Di Gangi et Wasco (2009) ont identifié un ensemble de critères pour évaluer une architecture technique, à savoir: la granularité des informations échangées, la flexibilité de l'interface, la facilité d'usage du dispositif, la capacité du site à intégrer des contenus externes, la facilité du dispositif à s'auto-ajuster au fur et à mesure des souhaits des usagers, la transparence des décisions techniques relatives au site, le contrôle de l'utilisateur sur ce qui sera montré de lui dans les réseaux. Sur ce dernier point, et cela est un aspect crucial: beaucoup d'utilisateurs ne sont pas conscients du fait qu'ils montrent des informations personnelles à beaucoup plus de gens qu'ils ne le croient. Et comme le disait un jour le commentateur d'un reportage télévisé à propos d'Internet, il faudrait que tous les utilisateurs qui communiquent sur les sites de réseaux socionumériques, écrivent en haut de leur écran: "ceci est un espace public". Et j'ajouterais: "et ceci sera visible pour l'éternité". Je ne sais pas à quel moment cette dynamique de dévoilement pourra s'arrêter mais pour l'heure, alors qu'un utilisateur peut avoir demandé que les données le concernant soient détruites, il n'est pas inhabituel que ces données supposément détruites puissent réapparaître au moment où l'on s'y attend le moins.

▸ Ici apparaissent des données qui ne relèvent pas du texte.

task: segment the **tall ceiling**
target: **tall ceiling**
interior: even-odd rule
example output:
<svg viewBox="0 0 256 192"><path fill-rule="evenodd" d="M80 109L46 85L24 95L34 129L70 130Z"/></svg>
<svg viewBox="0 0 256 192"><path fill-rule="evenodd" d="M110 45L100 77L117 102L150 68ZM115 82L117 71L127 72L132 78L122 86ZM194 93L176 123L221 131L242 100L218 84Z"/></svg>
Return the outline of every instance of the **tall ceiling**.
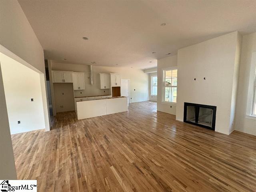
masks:
<svg viewBox="0 0 256 192"><path fill-rule="evenodd" d="M149 68L181 48L256 31L255 0L19 2L45 58L69 63Z"/></svg>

Un point d'entrée incontournable pour caractériser l'architecture technique d'un site est celui du design de la visibilité (Cardon, 2008). Cette expression renvoie au fait qu'à travers la façon dont on conçoit l'interface, on privilégie une manière spécifique pour l'utilisateur, de se rendre visible aux autres. Il y a ainsi des "assignations identitaires" qui sont fonction de l'architecture technique. Bref, lorsque l'utilisateur se décrit, il a l'impression qu'il jouit d'une complète liberté au moment où il se décrit mais, dans les faits, son expression créatrice obéit à des normes invisibles. Ces normes sont ancrées dans le dispositif, et coïncident avec les contraintes de l'architecture technique. En suivant Cardon, on pourrait prétendre que les SRS ouvrent vers une zone en clair-obscur, c'est-à-dire qu'ils projette une visibilité en clair pour les proches (cimentés par des liens forts), et peut rester dans la pénombre pour les membres des cercles plus éloignés (dans la mesure, bien sûr, où le paramétrage de confidentialité a été correctement configuré). Mais, où s'arrête le clair? Où se trouve l'obscur? That is the
question.


Sonia Livingstone, professeure de psychologie sociale au London School of Economics and Political Science, définit l'architecture du site comme l'un des facteurs principaux du "cadrage" (framing) des déclarations identitaires des adolescents dans les SRS. Elle résume son approche des interfaces sous le vocable d'affordance. Ce terme provient de la psychologie animale (Gibson, 1977) et a été repris par des spécialistes en ergonomie cognitive des interfaces (Norman, 1999). Le terme d'affordance renvoie à "la capacité d'un objet à suggérer sa propre utilisation" 13. Dans son enquête sur les usages des sites SRS par des teenagers londoniens, Livingstone met en relief deux conséquences engendrées par les affordances des SRS: d'une part, les sites induisent une conception binaire de l'amitié (soit ami, soit exclu du réseau personnel) alors que les ados suggèrent des manières beaucoup plus subtiles de catégoriser les sous-groupes parmi l'ensemble de leurs réseaux d'amis; d'autre part, l'interface propose un paramétrage spécifique de la confidentialité des échanges, mécanisme perçu comme "limité" par les utilisateurs dans la mesure où ils ne peuvent contrôler adéquatement ce qui est diffusé parmi ce qu'ils publient sur eux-mêmes, en fonction de sous-publics spécifiques qu'ils auraient délimités (Livingstone, 2008). Par exemple, certains ados souhaiteraient publier à l'insu de leurs parents: or, le paramétrage proposé ne leur permet pas de choisir (de retenir ou d'exclure) des sous-groupes spécifiques de leurs "amis" 14. En passant, il y a ici avec le site Facebook, une perversion incroyable du sens de la notion d'amitié. Cette thématique mériterait d'être étudiée pour elle-même, ce qui serait tout à fait intéressant. Sonia Livingstone a constaté que pour les teenagers qu'elle a interviewés, il apparaît important de préserver des espaces pour des échanges vraiment intimes. Ce peut être fait par le moyen des messageries instantanées, par l'usage du téléphone, par l'envoi de textos, par des rencontres en face à face se déroulant en dehors du monde de l'Internet. Elle constate que la vision (popularisée par les médias) d'adolescents narcissiques et prêts à se dévoiler sans contrainte devant de parfaits inconnus, est une représentation fausse et stéréotypée. Les ados veulent se préserver des plages de communication où ils peuvent communiquer entre eux, en toute intimité, à l'abri des regards indiscrets.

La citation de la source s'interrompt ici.